Windows Server 2019 and 2022 enforce this strictly. Even Domain Admins don't have permission by default. You need to be a member of the Schema Admins group, and the group must be added to the ACL of the schema container. Microsoft didn't change this behavior in recent builds, so if you're running Server 2016 or newer, this is almost certainly your issue.
How to check
- Open Active Directory Users and Computers.
- Go to the Builtin container and find Schema Admins.
- Check its members. If you're not listed, that's your problem.
Fix it
- Log in as a user who's already a Schema Admin (usually the original domain admin).

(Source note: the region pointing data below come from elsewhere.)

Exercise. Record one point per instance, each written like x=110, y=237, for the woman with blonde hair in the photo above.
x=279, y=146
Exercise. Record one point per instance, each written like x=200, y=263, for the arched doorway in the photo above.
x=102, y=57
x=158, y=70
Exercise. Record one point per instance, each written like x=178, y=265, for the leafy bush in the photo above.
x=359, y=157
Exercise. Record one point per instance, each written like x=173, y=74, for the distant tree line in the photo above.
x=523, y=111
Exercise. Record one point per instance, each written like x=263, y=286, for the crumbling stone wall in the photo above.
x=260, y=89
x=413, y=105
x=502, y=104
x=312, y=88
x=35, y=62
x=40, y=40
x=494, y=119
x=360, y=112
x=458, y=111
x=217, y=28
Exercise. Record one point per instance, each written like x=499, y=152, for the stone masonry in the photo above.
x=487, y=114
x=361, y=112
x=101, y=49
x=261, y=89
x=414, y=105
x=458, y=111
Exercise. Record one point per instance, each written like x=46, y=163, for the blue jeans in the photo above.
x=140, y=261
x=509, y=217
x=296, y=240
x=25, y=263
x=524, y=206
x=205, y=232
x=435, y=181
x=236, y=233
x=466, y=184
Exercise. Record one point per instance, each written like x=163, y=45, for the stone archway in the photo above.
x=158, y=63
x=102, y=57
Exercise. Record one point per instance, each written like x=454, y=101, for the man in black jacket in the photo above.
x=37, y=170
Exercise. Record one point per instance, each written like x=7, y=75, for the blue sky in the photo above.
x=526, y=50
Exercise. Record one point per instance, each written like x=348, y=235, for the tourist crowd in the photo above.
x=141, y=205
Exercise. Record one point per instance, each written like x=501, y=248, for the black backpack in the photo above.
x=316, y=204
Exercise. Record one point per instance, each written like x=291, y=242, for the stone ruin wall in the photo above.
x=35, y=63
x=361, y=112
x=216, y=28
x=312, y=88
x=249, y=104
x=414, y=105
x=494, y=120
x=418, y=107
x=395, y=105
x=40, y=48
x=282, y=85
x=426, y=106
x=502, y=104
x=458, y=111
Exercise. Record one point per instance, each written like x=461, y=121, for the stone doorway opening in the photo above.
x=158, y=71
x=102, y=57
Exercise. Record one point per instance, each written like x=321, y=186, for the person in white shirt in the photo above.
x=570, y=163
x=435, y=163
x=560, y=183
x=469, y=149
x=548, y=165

- Add your current account to the Schema Admins group. You can do that with ADUC or PowerShell:
Add-ADGroupMember -Identity "Schema Admins" -Members "your-username"
- Log out and log back in. That's mandatory — group membership changes don't take effect until you get a new Kerberos ticket.

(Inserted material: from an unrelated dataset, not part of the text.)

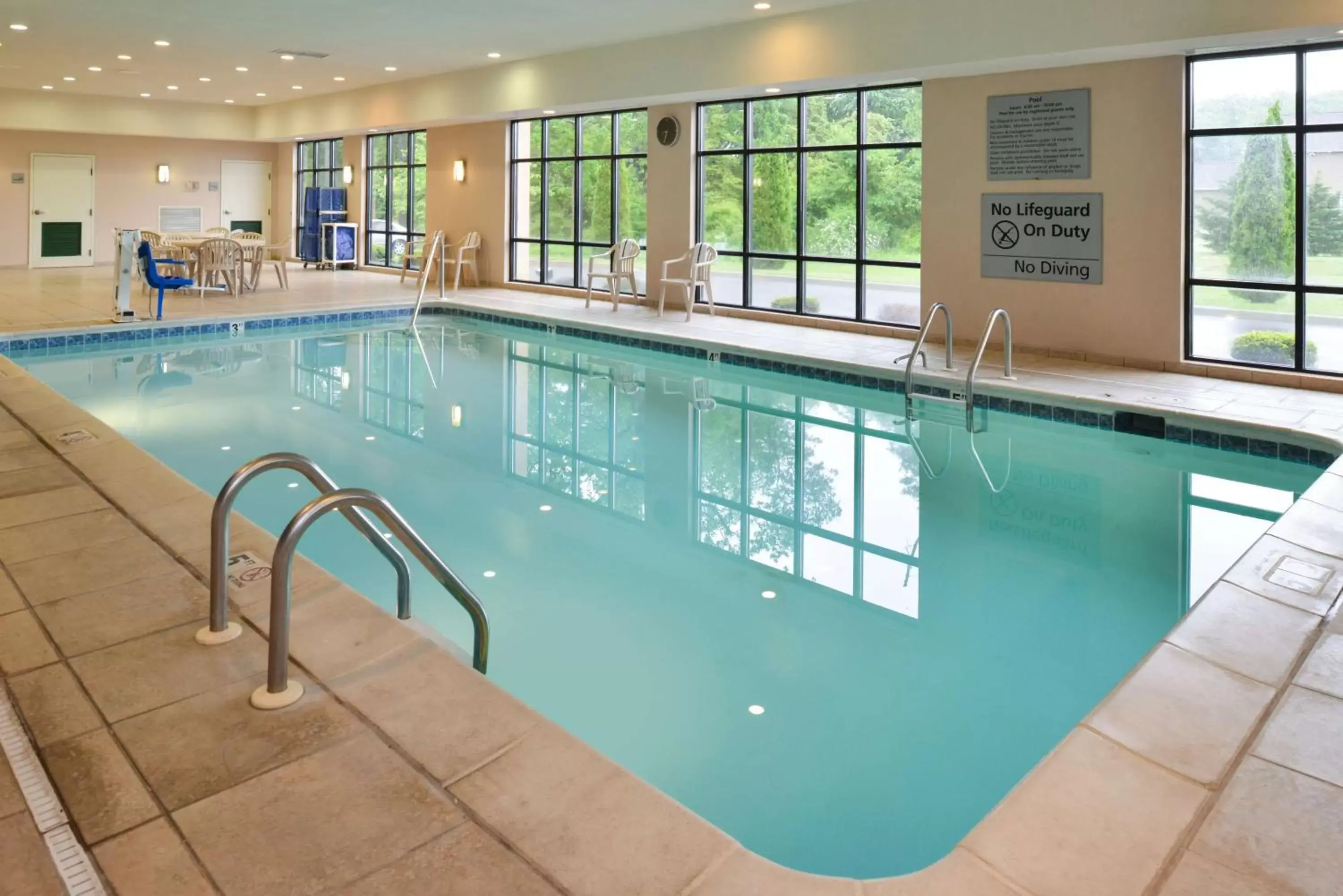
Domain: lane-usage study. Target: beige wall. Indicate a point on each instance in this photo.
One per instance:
(480, 202)
(1137, 163)
(127, 192)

Had a client last month whose entire AD schema extension for Exchange 2019 failed because the admin was only a Domain Admin. Quick group membership fix, twenty minutes of lost time, and we were back on track.

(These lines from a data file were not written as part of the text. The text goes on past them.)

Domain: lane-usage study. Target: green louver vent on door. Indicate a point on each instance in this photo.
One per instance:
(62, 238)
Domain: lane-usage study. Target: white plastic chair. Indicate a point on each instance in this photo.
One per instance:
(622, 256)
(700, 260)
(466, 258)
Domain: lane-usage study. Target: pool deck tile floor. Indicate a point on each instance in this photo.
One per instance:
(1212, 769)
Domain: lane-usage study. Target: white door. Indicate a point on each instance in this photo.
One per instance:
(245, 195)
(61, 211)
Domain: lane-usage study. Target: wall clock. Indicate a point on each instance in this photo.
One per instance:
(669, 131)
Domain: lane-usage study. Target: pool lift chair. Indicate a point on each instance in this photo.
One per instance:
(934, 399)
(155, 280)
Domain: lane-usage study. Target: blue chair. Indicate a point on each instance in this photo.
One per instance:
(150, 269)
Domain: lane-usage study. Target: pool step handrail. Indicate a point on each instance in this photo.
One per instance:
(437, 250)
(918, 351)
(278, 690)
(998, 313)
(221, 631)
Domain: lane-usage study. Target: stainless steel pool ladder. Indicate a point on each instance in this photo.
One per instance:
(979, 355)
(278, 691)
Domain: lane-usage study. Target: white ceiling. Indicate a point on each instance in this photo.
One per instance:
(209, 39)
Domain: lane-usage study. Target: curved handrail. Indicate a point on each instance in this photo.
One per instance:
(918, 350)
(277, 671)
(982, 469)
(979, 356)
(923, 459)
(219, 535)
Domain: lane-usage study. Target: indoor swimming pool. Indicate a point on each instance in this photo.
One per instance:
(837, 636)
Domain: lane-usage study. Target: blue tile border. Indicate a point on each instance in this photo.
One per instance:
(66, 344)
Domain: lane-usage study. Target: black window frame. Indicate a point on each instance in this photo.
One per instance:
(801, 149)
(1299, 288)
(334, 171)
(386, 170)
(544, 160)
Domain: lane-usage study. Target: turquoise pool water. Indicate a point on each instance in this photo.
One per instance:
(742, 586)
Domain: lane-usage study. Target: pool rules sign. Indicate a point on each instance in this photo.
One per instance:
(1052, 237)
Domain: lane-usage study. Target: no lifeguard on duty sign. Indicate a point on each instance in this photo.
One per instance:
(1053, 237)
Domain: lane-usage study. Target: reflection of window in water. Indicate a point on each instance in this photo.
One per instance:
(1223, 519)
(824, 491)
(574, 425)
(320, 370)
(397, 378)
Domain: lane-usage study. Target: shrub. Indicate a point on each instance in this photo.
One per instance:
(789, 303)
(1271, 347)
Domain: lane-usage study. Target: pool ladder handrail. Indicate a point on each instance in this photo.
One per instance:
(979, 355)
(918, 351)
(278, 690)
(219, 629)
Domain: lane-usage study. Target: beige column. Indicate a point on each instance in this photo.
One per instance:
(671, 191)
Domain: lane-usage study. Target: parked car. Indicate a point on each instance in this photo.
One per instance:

2. Schema FSMO Role Owner Is Unreachable
Even if you're in Schema Admins, the schema update must contact the domain controller holding the Schema Master FSMO role. If that DC is offline, network-restricted, or has a DNS issue, you get 0X0000213E.
I've seen this happen after a DC demotion gone wrong — the schema master role gets orphaned or the old DC's DNS record still points to a dead server. The schema container check fails because the request can't reach the authoritative source.
Check who holds the role
Get-ADForest | Select-Object SchemaMaster
That returns the current schema master. If the output shows a different server than you expected, or if it returns nothing useful, you've got a problem.
Fix it
- Make sure the DC hosting the schema master is online and reachable from your machine. Ping it, check DNS resolution.
- If the schema master is dead or unreachable, seize the role. Use ntdsutil from an elevated prompt on a DC you trust:
ntdsutil
roles
connections
connect to server DC01
quit
seize schema master
quit
quit
Replace DC01 with the name of the DC you want to hold the role. After the seize, retry your schema operation. It should work.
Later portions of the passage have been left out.